Even the plushest carpet and pad is only about a half-inch thick, so any remaining dampness quickly wicks to the surface and dries. A mattress, on the other hand, at least a foot thick.
That means your mattress is basically a big, thick sponge. Using a steam cleaner to push water into a big, thick sponge eventually leads to mold and mildew problems. So, skip the steam cleaner and treat mattress stains using the methods I’ve described.
5. Flip and Repeat
Traditional innerspring and many memory foam or latex mattresses are meant to be flipped several times a year. This practice ensures even wear of the covering and also keeps the mattress from developing lumps and valleys that ruin your sleep (and back).
If yours is the type of mattress that should be flipped, let areas you’ve treated for stains dry fully. After flipping, repeat the steps above to finish cleaning your mattress.

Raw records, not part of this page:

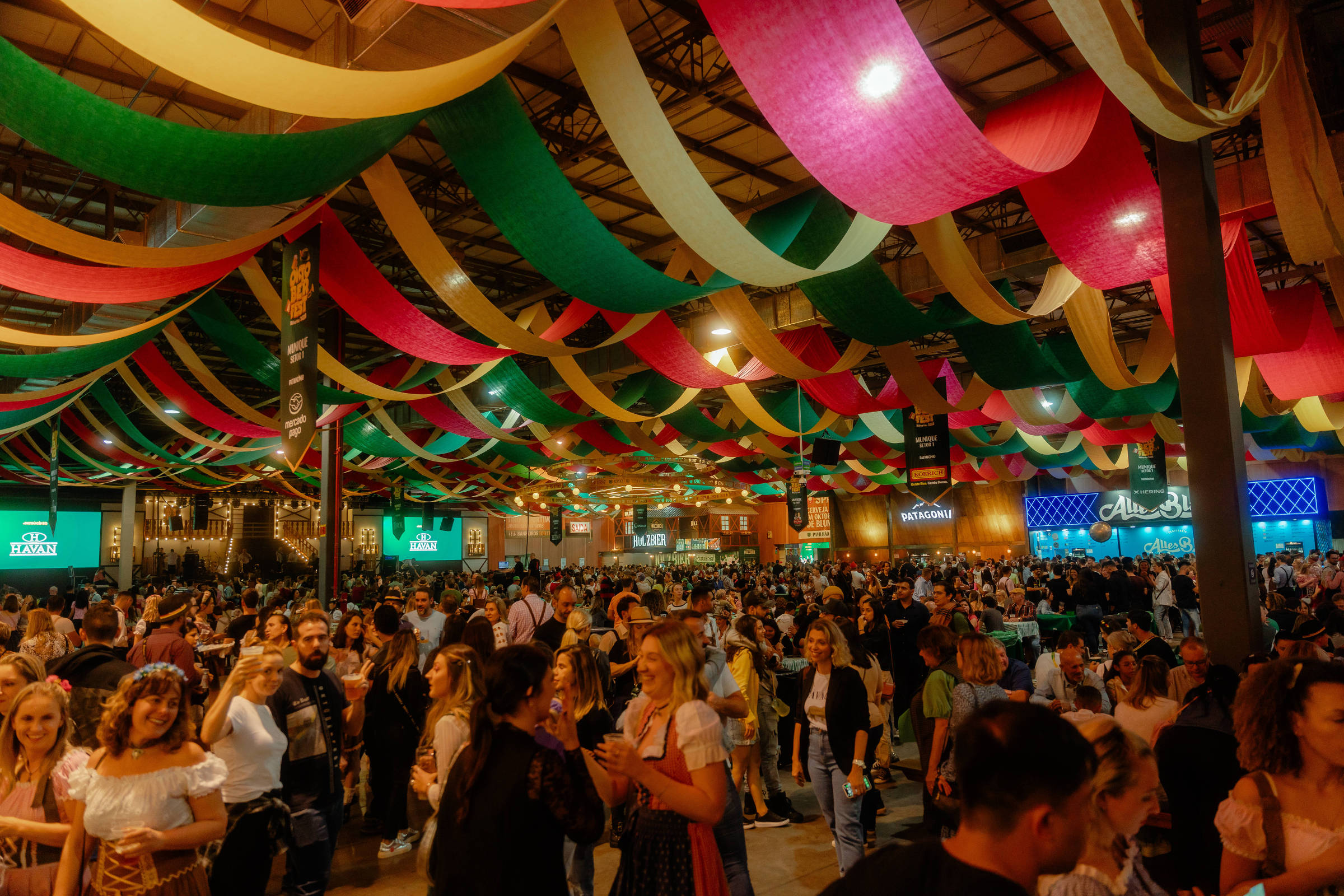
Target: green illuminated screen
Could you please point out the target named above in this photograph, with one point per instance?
(26, 543)
(422, 544)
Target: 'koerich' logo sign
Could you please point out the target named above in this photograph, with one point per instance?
(32, 544)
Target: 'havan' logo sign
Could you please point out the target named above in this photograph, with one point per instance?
(32, 544)
(422, 542)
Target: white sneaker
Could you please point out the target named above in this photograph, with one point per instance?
(390, 848)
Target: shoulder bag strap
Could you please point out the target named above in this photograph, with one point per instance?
(1272, 820)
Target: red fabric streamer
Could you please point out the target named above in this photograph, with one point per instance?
(366, 296)
(1262, 323)
(187, 399)
(89, 284)
(1103, 213)
(854, 96)
(1318, 366)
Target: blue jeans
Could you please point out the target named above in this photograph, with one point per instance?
(1089, 617)
(310, 867)
(578, 864)
(733, 843)
(841, 810)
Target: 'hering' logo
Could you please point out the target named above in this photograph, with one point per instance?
(32, 544)
(422, 542)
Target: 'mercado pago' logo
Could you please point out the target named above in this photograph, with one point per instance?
(424, 542)
(32, 544)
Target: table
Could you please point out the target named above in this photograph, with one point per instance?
(1052, 622)
(1011, 642)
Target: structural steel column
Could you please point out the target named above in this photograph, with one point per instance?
(330, 515)
(125, 566)
(1202, 323)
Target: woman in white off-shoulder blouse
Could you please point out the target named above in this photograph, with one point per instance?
(148, 797)
(1284, 823)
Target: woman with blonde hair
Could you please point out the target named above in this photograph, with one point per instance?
(978, 660)
(244, 732)
(455, 684)
(832, 732)
(395, 711)
(673, 754)
(18, 671)
(148, 797)
(35, 765)
(1126, 789)
(1146, 707)
(1281, 825)
(498, 617)
(42, 640)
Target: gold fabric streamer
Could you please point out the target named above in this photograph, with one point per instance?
(1112, 42)
(46, 340)
(1090, 323)
(45, 231)
(182, 42)
(652, 151)
(902, 363)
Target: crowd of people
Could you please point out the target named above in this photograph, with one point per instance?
(174, 739)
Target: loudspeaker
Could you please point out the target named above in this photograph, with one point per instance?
(825, 452)
(199, 511)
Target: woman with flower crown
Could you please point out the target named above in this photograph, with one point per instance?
(150, 797)
(35, 765)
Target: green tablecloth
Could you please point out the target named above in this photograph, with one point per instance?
(1050, 622)
(1011, 641)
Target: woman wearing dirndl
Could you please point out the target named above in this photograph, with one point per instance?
(673, 754)
(148, 800)
(35, 765)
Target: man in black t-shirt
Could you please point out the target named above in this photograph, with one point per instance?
(1026, 786)
(312, 710)
(1150, 645)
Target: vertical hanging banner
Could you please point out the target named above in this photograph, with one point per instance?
(557, 526)
(1148, 473)
(299, 347)
(928, 450)
(398, 510)
(53, 476)
(797, 500)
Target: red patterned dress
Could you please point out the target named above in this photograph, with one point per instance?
(663, 852)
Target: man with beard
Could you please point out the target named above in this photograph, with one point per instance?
(315, 711)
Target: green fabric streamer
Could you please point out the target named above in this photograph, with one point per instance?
(76, 361)
(1007, 356)
(861, 300)
(1100, 402)
(512, 388)
(178, 162)
(233, 339)
(512, 175)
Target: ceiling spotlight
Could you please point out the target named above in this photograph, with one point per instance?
(879, 81)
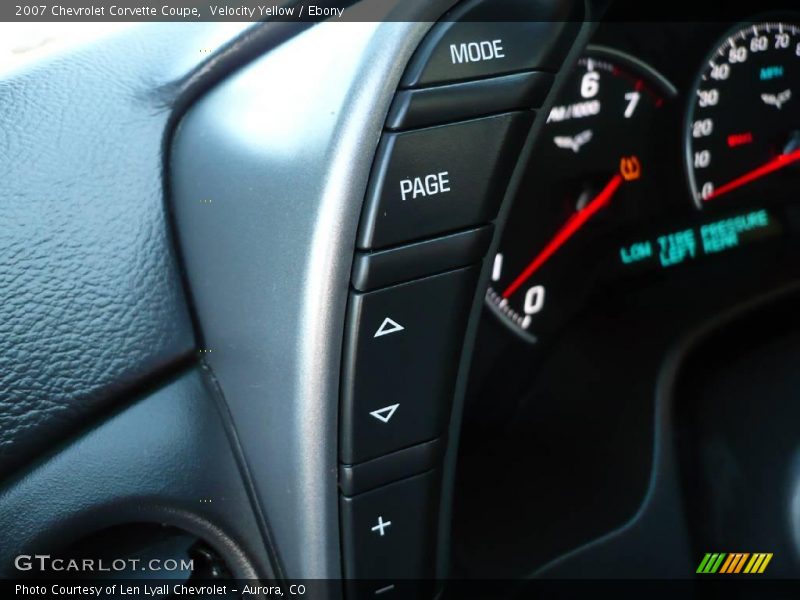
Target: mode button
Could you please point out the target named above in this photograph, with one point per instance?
(439, 179)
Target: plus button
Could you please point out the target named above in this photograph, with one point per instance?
(381, 525)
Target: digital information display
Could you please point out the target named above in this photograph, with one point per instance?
(685, 245)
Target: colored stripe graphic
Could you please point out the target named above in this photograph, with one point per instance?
(734, 562)
(711, 562)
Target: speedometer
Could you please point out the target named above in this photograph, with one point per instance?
(743, 126)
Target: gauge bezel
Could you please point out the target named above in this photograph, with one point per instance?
(784, 17)
(654, 77)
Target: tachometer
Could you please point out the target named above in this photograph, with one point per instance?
(743, 125)
(594, 169)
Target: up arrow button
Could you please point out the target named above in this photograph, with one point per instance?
(388, 326)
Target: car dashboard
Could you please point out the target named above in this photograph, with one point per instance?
(490, 298)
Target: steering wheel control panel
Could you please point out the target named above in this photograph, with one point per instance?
(451, 142)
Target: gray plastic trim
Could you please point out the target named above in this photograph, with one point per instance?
(269, 172)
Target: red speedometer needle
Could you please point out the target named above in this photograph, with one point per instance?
(776, 163)
(573, 224)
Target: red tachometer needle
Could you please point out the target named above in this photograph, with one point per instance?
(776, 163)
(573, 224)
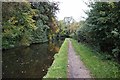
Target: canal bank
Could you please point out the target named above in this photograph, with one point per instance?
(59, 66)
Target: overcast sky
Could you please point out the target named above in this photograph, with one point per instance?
(72, 8)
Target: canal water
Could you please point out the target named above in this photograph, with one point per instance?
(29, 62)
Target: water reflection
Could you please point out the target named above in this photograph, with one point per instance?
(28, 62)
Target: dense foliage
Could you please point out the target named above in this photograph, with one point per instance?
(25, 23)
(102, 27)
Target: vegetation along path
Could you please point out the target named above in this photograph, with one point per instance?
(76, 68)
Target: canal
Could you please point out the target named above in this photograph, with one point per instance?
(29, 62)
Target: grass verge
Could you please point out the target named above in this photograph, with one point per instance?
(59, 66)
(99, 68)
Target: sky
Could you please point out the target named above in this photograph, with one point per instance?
(72, 8)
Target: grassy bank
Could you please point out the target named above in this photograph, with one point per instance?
(59, 66)
(99, 68)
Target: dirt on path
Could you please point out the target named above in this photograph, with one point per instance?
(76, 68)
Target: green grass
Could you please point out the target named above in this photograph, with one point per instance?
(59, 66)
(99, 68)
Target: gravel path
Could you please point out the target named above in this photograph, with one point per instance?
(76, 68)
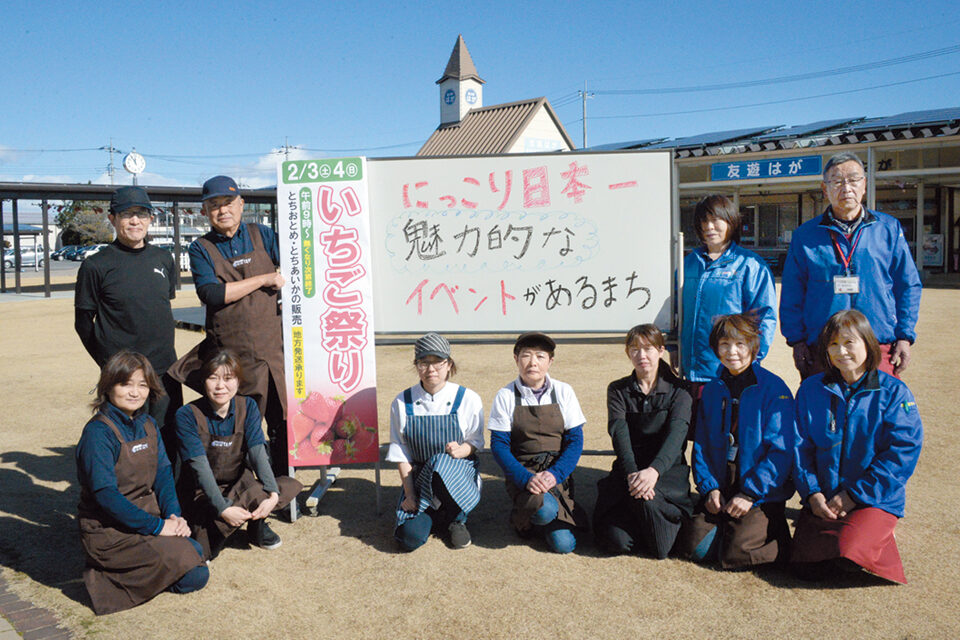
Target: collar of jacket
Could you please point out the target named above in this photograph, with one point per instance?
(825, 221)
(725, 257)
(832, 381)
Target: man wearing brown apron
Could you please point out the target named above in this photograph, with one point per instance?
(536, 436)
(235, 273)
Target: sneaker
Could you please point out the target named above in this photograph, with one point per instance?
(459, 536)
(261, 535)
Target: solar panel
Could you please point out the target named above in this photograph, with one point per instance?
(801, 130)
(716, 137)
(618, 146)
(911, 119)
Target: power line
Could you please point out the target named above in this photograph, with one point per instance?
(770, 102)
(792, 78)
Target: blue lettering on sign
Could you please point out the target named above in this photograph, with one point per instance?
(768, 168)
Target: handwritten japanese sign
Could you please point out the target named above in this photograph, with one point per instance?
(767, 168)
(323, 218)
(555, 242)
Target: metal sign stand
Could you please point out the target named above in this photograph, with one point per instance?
(328, 476)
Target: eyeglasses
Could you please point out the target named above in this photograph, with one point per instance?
(436, 366)
(839, 184)
(143, 214)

Keep Your Mattress Looking New
Cleaning a mattress can easily take an entire afternoon. I don’t know about you, but I can think of many other things I’d rather do with that time. Protect your mattress — and yourself — from needing to repeat this entire process by using a washable mattress cover.
I’m not talking about the crinkly, plastic kind you might remember from childhood. These days, mattress covers are made from fabric bonded to a waterproof layer that keeps liquids and allergens from reaching your mattress. Here’s the one I use.
Place the mattress cover directly over your mattress but beneath a quilted mattress pad, if you use one. Launder immediately after any spills or illness. Otherwise, monthly laundering is usually sufficient — or weekly if you have severe allergies.